Jul 13, 2020
How Stash Chooses Its Stocks and Funds
By Mindy Yu
Our investment committee researches funds, stocks, and other investment choices.
It is never too late to start investing, and it is certainly never too early.
The market often presents an opportunity to invest and it is exciting to watch how it moves and how the companies you have selected perform. Especially in times of volatility, when the stock market moves all over the place, there is a tendency to follow social media investing ideas for comfort. There is also a resurgence in day trading, people who speculate. They make bets on where they think the stock market is going during the day, therefore they move in and out of their stock positions in efforts to make quick returns.

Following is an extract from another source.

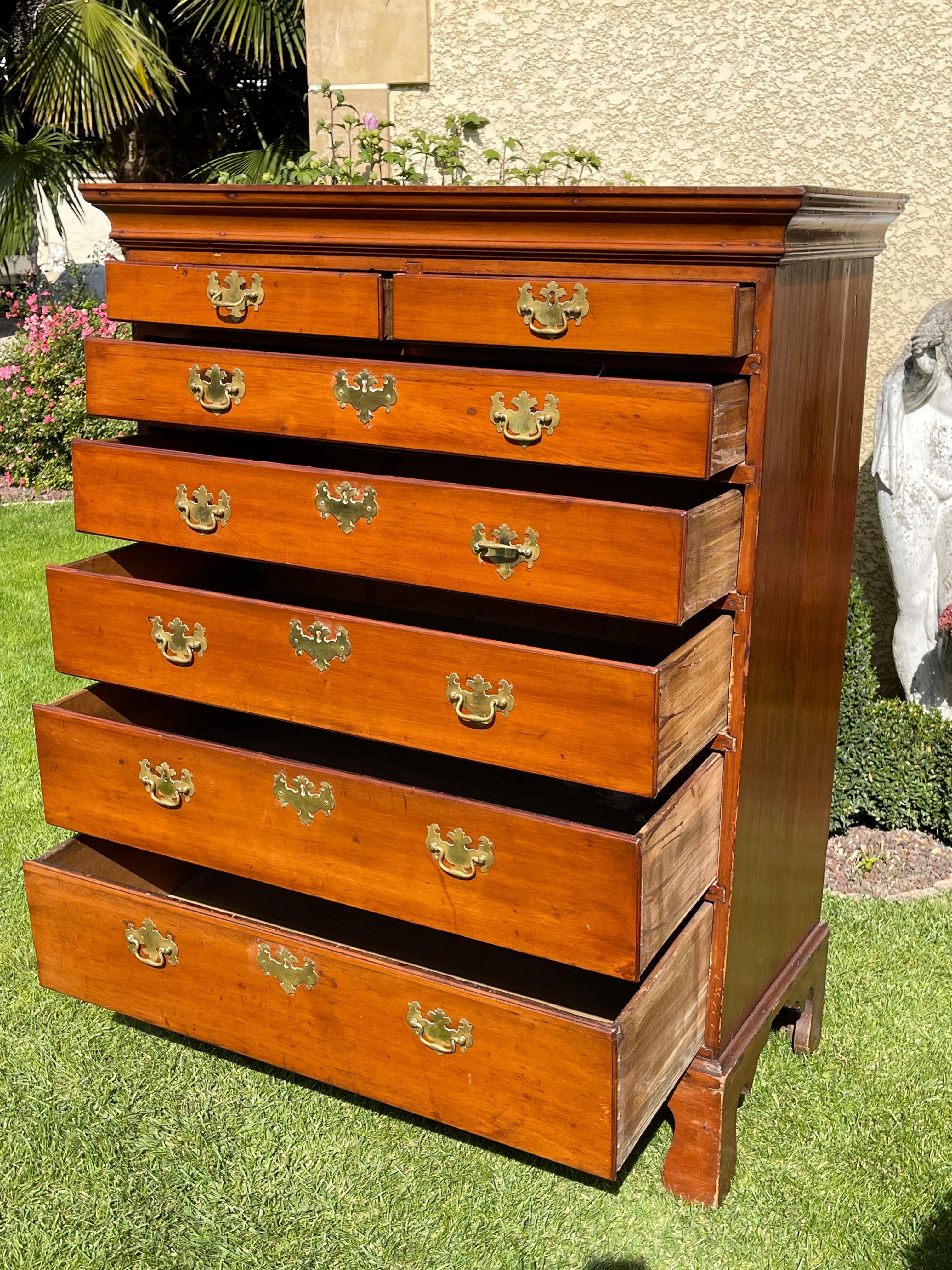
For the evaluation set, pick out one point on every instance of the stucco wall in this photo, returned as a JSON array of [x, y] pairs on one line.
[[740, 92]]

This is not the Stash Way, our investing philosophy that emphasizes regular investing over the long term. Remember what they say, “Good things come to those who wait.” As you start thinking about your financial future, Stash wants to guide you every step of the way.
How we choose investments
First off, Stash is a fiduciary. This means that Stash is always looking out for your best interest as we provide you with investment options. As a fiduciary, we do our best to help guide you to make the best investment decisions possible. That explains why some of the investments you’re looking for may not be available on the Stash App.
Our Investment Committee here at Stash prescreens investments before adding them to the platform. We look for certain qualities in the investments in an effort to lower some of the potential risks that you may experience in the market and to help you diversify your portfolio.

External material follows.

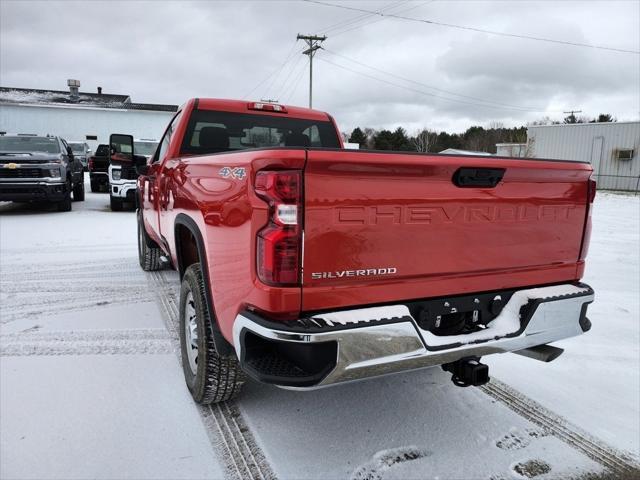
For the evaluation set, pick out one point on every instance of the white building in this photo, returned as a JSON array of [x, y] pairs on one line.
[[457, 151], [80, 116], [611, 148], [511, 149]]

To name a few, we review qualities such as the market capitalization, trading volume, and more to assess the risk of stocks. For exchange traded funds (ETFs), we review the investment strategy, underlying exposure of the fund, assets under management, expense ratio, volatility, and much more. Think of it as going to the grocery store to buy apples. You examine the exterior of the apple to lessen the risk that the inside of the apple may be rotten. This is what the Investment Committee aims to do, and this is why you may not see some names on the Stash App.
The Stash Way
Although it may be tempting to find names that have that quick moment of satisfaction seeing the price jump rapidly, it may be possible that just as quickly as you see the stock price go up, it may go down. Think of the volatility from past crises such as the Dotcom Bubble, the 2008 Financial Crisis, and the 2020 Pandemic. Don’t attempt to time the market, but try to maximize your time in the market.

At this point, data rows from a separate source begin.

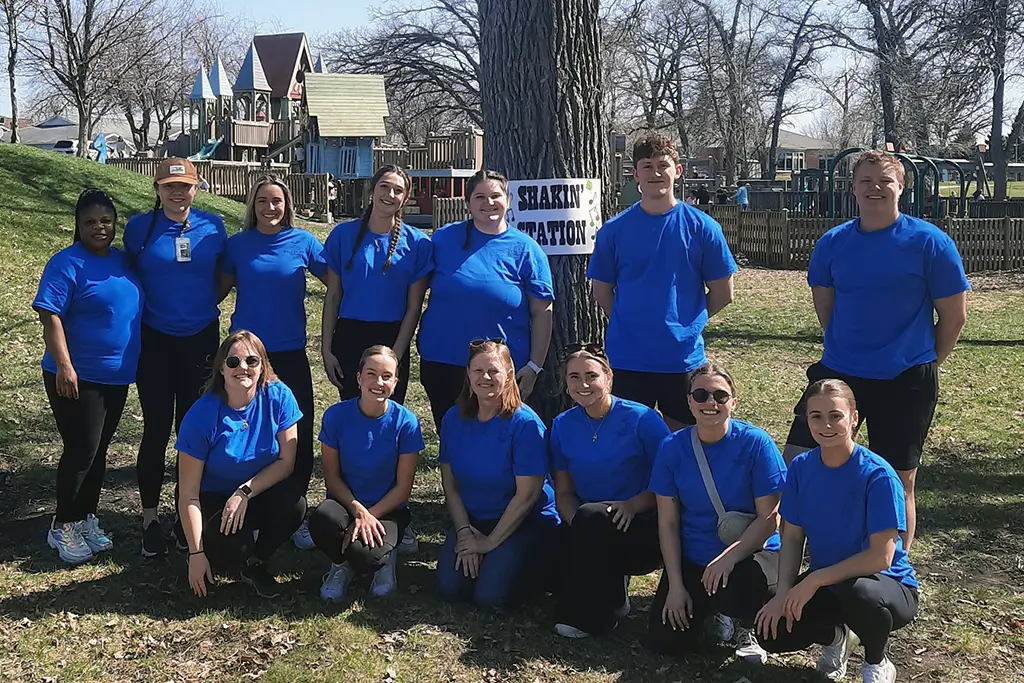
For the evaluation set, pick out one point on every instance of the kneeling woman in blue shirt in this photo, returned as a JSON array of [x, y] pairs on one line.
[[90, 305], [718, 486], [847, 505], [494, 468], [371, 445], [601, 455], [236, 452]]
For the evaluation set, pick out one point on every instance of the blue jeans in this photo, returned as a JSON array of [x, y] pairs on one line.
[[508, 574]]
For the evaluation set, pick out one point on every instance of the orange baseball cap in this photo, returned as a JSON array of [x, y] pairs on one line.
[[176, 169]]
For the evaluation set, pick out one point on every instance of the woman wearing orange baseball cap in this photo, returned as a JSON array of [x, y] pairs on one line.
[[177, 252]]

As you invest, always remember our investing philosophy, the Stash Way. Think long- term, invest regularly, and diversify. Historically, we’ve seen the market move up and down however the trend is always upwards. If you think of what happens in the long-term, you will understand to not react to any short-term volatility. Stay the course and allow the power of compounding to help you grow your investments. Invest regularly to remove the emotional aspect of trying to time the market and having to think about when is a good time to invest. It allows you to subconsciously build the habit of investing for your financial future. Lastly, it is important to diversify. Don’t expose your financial well-being to volatility by putting all your money into one stock. Spread your money in different companies, industries, different investment vehicles such as ETFs, and asset classes to avoid the risk of putting all your eggs in one basket.
Remember, all investing involves risk, and you can always lose money on your investments. Understand your financial situation and investment objectives before investing. Stash is here to help you make educated decisions to help you make financial progress.